I was asked to leave the room while surgery was performed. After some hours of silence I thought to check and found Damian alone, with a stitch where the slave-artefact once lay under the skin and a contented smile on his face that lasted even after the application of cold water.
"I'm sorry."

Damian fixed me with his piercing gaze. "For what?"

"For not getting this taken care of sooner," I replied.

He snorted. "We didn't have the technology, and we couldn't have lingered long enough to have it taken out. We were on the run, remember?" He touched the spot gingerly, as if assessing the damage. "In any case, you chose to disable all the instructions encoded onto the dreadful thing. You could have forced loyalty, punished me with pain, or sold me to the highest bidder. I haven't forgotten that, you know."

"If you're so grateful," I said, one corner of my mouth twisting into a lopsided smile. "Why do you go out of your way to make my life miserable?" I was rewarded with one of his more genuine smiles.

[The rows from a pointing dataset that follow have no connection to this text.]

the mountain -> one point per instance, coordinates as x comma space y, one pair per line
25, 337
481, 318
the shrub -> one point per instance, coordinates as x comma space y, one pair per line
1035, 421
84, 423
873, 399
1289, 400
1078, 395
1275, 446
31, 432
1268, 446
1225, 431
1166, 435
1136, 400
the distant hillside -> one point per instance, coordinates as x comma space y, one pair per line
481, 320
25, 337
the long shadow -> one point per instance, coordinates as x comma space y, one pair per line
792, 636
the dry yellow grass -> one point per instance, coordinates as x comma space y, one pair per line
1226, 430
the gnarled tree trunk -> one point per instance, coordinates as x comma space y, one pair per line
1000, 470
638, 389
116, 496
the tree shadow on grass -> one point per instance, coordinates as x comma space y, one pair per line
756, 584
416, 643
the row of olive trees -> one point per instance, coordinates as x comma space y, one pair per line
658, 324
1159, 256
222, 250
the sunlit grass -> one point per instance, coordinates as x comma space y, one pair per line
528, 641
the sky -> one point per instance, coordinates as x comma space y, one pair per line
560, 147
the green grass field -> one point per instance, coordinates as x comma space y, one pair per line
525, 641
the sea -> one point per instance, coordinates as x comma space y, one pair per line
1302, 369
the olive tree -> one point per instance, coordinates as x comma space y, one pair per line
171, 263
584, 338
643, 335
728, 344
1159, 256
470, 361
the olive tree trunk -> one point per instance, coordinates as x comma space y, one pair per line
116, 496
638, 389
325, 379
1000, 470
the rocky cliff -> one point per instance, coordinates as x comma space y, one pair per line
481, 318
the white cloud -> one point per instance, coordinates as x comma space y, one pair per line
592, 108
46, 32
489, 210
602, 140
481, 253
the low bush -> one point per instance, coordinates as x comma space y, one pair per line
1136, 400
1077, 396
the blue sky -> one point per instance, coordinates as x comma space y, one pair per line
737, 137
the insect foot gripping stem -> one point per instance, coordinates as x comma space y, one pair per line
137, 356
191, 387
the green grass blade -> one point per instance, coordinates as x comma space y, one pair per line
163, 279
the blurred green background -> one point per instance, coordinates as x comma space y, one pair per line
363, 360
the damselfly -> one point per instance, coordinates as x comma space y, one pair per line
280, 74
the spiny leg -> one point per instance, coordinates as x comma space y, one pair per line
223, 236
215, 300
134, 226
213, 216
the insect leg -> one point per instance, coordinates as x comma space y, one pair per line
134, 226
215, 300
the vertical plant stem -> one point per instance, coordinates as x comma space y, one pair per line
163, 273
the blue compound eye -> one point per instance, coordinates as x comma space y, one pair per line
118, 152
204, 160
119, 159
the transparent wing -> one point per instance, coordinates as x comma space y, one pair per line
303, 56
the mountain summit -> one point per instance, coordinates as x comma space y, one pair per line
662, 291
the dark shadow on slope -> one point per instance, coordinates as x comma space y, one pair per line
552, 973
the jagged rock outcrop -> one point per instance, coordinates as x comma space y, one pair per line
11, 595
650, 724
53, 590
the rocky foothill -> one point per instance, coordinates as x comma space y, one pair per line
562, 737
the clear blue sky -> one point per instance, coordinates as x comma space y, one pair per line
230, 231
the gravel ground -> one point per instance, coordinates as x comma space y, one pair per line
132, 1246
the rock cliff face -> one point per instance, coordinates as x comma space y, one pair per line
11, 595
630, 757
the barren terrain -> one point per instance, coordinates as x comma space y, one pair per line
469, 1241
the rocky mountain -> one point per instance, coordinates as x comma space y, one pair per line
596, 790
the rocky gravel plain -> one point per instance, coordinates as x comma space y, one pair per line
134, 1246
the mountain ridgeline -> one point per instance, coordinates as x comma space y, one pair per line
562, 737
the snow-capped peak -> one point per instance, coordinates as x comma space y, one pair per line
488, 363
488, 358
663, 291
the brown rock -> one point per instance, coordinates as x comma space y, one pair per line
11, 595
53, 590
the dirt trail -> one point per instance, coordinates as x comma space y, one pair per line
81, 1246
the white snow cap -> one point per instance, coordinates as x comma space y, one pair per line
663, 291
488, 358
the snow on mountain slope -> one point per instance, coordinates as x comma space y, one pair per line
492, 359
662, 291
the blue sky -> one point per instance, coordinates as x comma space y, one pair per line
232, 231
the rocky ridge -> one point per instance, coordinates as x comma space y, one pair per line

"Because you're an arrogant, senseless, idiot."

"I'm deeply touched."

I looked at the remains of the artifact, which were tossed carelessly into a trash chute, complete with red lining and the ever-present bio-hazard sign. That was all that remained of a horrible, cruel artifact that must have made Damian's life living hell, at least for a time. Enforcing obedience, punishing infractions with pain, molding his mind... I wish I knew more of his early life, but a part of me wished to be spared.

Clearly, it had not broken his spirit. How had it affected him, I did not know. But here was this clever man, and he was going to be our last hope. If anyone could get us out of this mess, it was Damian.